Le plaignant déplorait également le fait d’avoir utilisé la famille Varin comme exemple d’acÉriculteurs mécontents. Après examen, le Conseil a considéré que ce choix était, en effet, inapproprié, puisqu’il laissait croire que l’entreprise de ce couple d’acÉriculteurs était, en pratique, assujettie à l’ensemble des contraintes imposées la FPAQ. Le Conseil a donc retenu le grief, également au motif d’inexactitude. Le plaignant a déploré à plusieurs reprises les insinuations présentes dans le reportage de « La Semaine verte », qui auraient créé dans le public une perception négative à l’endroit de son organisme. Après analyse du dossier, le Conseil de presse du Québec en est venu à la conclusion qu’il n’y avait pas de tels manquements dans l’émission en question. Au cours de son analyse du dossier, le Conseil a pu observer un travail de recherche fouillé et une rigueur générale dans tout le reportage examiné. De plus, le point de vue de la Fédération des producteurs acÉricoles du Québec a été largement exposé dans le reportage .
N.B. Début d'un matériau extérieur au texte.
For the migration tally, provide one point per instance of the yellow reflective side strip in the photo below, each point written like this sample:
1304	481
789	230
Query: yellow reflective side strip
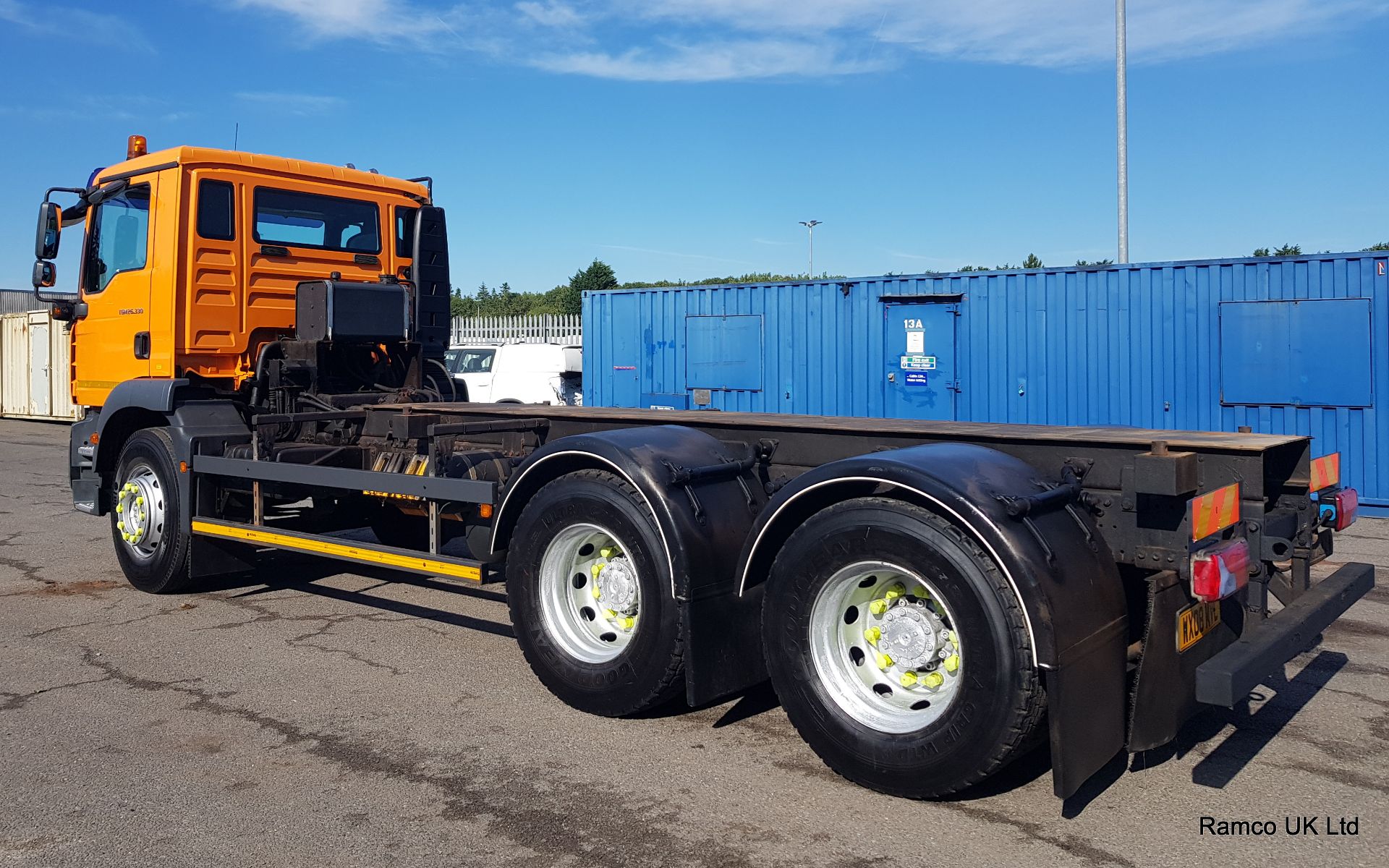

Par conséquent, tenant compte des nuances apportées et aux motifs des griefs retenus pour inexactitude, le Conseil de presse retient partiellement la plainte contre l’émission « La Semaine verte » de la Société Radio-Canada , son équipe et sa direction.
Analyse de la décision
- C11B Information inexacte
- C12B Information incomplète
- C15D Manque de vérification
- C15H Insinuations
Date de l’appel
15 May 2007
Appelant
La Fédération des producteurs acÉricoles du Québec et M. Charles-Félix Ross, secrétaire général
Décision en appel
La commission d’appel du Conseil de presse du Québec a étudié l’appel que vous avez interjeté relativement à la décision rendue par le comité des plaintes et de l’éthique de l’information dans le dossier cité en titre.
Après examen, les membres de la commission ont conclu à l’unanimité de maintenir la décision rendue en première instance.
Par conséquent, conformément aux règles de procédure, nous rejetons votre appel et fermons le dossier cité en titre.